Given that the problem of whether 2-out-of-2 secret sharing requires uniform randomness has been open for more than a decade, it is reasonable to consider intermediate problems towards resolving the open question. In a spirit similar to NP-completeness, we also study how the existence of a t-out-of-n secret sharing without access to uniform randomness is related to the existence of a \(t'\)-out-of-\(n'\) secret sharing without access to uniform randomness for a different choice of the parameters \(t,n,t',n'\).

A Proof of Lemma 3

Fix an (n, k)-source X and pick a function \(F:\{0, 1\}^n\rightarrow \{0, 1\}^m\) with \(m\le k-2\log (1/\varepsilon )\) uniformly at random. It suffices to bound the probability that

$$\begin{aligned} |\Pr [F(X)\in \mathcal {T}]-\mu (\mathcal {T})|\le \varepsilon \end{aligned}$$

holds for every set \(\mathcal {T}\subseteq \{0, 1\}^m\), where \(\mu (\mathcal {T})=|\mathcal {T}|/2^m\) denotes the density of \(\mathcal {T}\). Fix such a set \(\mathcal {T}\), and let \(Z_x=\Pr [X=x]\cdot \textbf{1}_{F(x)\in \mathcal {T}}\). Then, we have \(\Pr [F(X)\in \mathcal {T}]=\sum _{x\in \{0, 1\}^n}Z_x\) and \(\mathbb {E}\left[ \sum _{x\in \{0, 1\}^n}Z_x\right] =\mu (\mathcal {T})\). As a result, since \(Z_x\in [0,\Pr [X=x]]\) for all \(x\in \{0, 1\}^n\), Hoeffding’s inequality⁴ implies that

$$\begin{aligned} \Pr \left[ \left| \sum _{x\in \{0, 1\}^n}Z_x-\mu (\mathcal {T})\right| >\varepsilon \right]&\le 2\cdot \exp \left( -\frac{2\varepsilon ^2}{\sum _{x\in \{0, 1\}^n}\Pr [X=x]^2}\right) \\&\le 2\cdot e^{-2\varepsilon ^2 2^k}. \end{aligned}$$

The last inequality follows from the fact that

$$\begin{aligned} \sum _{x\in \{0, 1\}^n}\Pr [X=x]^2 \le \max _{x\in \{0, 1\}^n}\Pr [X=x]\le 2^{-k}, \end{aligned}$$

since X is an (n, k)-source.
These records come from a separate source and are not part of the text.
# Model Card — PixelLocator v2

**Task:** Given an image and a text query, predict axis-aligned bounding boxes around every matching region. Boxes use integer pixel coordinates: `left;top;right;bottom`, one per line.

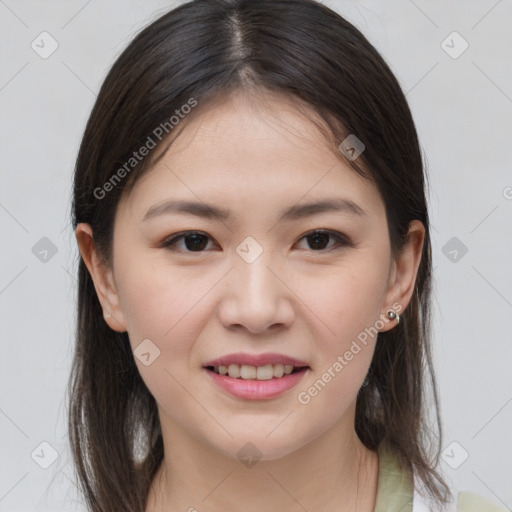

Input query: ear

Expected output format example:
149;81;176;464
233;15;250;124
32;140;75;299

379;220;425;332
75;223;126;332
Finally, a union bound over all \(2^{2^m}\) sets \(\mathcal {T}\subseteq \{0, 1\}^m\) shows that the event in question holds with probability at least

$$\begin{aligned} 1-2\cdot 2^{2^m}\cdot e^{-2\varepsilon ^2 2^k}\ge 1-2 e^{-\varepsilon ^2 2^k} \end{aligned}$$

over the choice of F, given the upper bound on m.